Foo(const std::stream& file) : file_(file)

In that way you could use std::stringstream for unit testing and have full control of the test.

If you do not want to use streams then the standard example of a RAII pattern defining a File class can be used. The "simple" way to proceed then is to create a pure virtual interface class File and then an implementation of the interface. The Foo class would then use the interface class File. For example,

Foo(const File& file) : file_(file)

Testing is then done by simply creating a simple subclass to File and injecting that instead (stubbing). Creating a mock class (see Google Mock for example) can also be done.

However, you probable want to unit test the File implementation class as well and since it is RAII, it in turn needs some dependency injection. I usually try to create an pure virtual interface class that just provide the basic C file operations (open, close, read, write, etc. or fopen, fclose, fwrite, fread, etc). For example,

class FileHandler {
public:
    virtual ~FileHandler() {}
    virtual int open(const char* filename, int flags) = 0;
    // ... and all the rest
};

class FileHandlerImpl : public FileHandlerImpl {
public:
    virtual int open(const char* filename, int flags) {
        return ::open(filename, flags);
    }
    // ... and all the rest in exactly the same maner
};

This FileHandlerImpl class is so simple that I do not unit test it. However, the benefit is that using it in the constructor of the FileImpl class I can easily unit test the FileImpl class. For example,

FileImple(const FileHandler& fileHandler, const std::string& fileName) : 
    mFileHandler(fileHandler), mFileName(fileName)

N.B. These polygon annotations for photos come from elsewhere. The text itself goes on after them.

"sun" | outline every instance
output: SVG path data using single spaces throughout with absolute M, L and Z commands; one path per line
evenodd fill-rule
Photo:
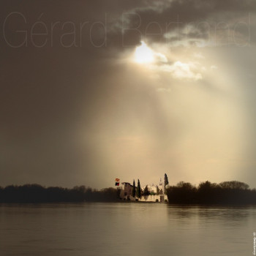
M 146 64 L 154 61 L 154 51 L 147 45 L 141 41 L 141 45 L 136 48 L 135 60 L 137 63 Z

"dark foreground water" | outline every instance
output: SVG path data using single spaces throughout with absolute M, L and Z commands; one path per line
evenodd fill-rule
M 252 255 L 255 207 L 0 205 L 0 255 Z

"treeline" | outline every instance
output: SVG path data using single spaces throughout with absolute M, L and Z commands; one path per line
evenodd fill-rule
M 256 189 L 240 181 L 220 184 L 201 182 L 199 186 L 181 181 L 167 188 L 170 203 L 186 204 L 256 204 Z
M 0 187 L 0 203 L 115 202 L 120 190 L 110 187 L 101 190 L 84 186 L 72 189 L 44 187 L 38 184 Z

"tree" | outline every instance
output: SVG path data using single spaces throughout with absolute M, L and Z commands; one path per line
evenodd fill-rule
M 135 197 L 136 194 L 136 187 L 135 187 L 135 181 L 133 180 L 133 186 L 132 186 L 132 195 L 133 197 Z
M 138 180 L 138 186 L 137 186 L 137 189 L 136 189 L 136 195 L 137 197 L 140 198 L 141 197 L 141 189 L 140 189 L 140 180 Z
M 148 185 L 146 185 L 145 187 L 144 191 L 143 191 L 143 195 L 149 195 L 149 191 L 148 191 Z
M 165 193 L 166 193 L 165 187 L 166 187 L 168 184 L 169 184 L 168 177 L 167 176 L 167 174 L 165 173 Z

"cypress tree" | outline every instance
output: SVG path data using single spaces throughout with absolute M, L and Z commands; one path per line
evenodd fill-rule
M 136 190 L 136 195 L 137 197 L 140 198 L 141 197 L 141 191 L 140 191 L 140 180 L 138 180 L 138 185 L 137 185 L 137 190 Z
M 135 190 L 135 181 L 133 180 L 133 187 L 132 187 L 132 195 L 133 197 L 135 197 L 136 190 Z

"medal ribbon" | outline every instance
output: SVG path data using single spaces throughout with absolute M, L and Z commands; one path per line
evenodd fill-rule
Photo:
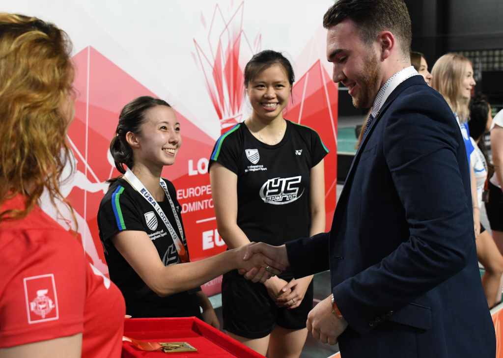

The only drawback so far is that the FileHandler has to be passed around. I have thought of using the FileHandle interface to actually provide a static instance set/get-methods that can be used to get a single global instance of a FileHandler object. Although not really a singleton and thus still unit testable it is not a elegant solution. I guess passing a handler around is the best option right now.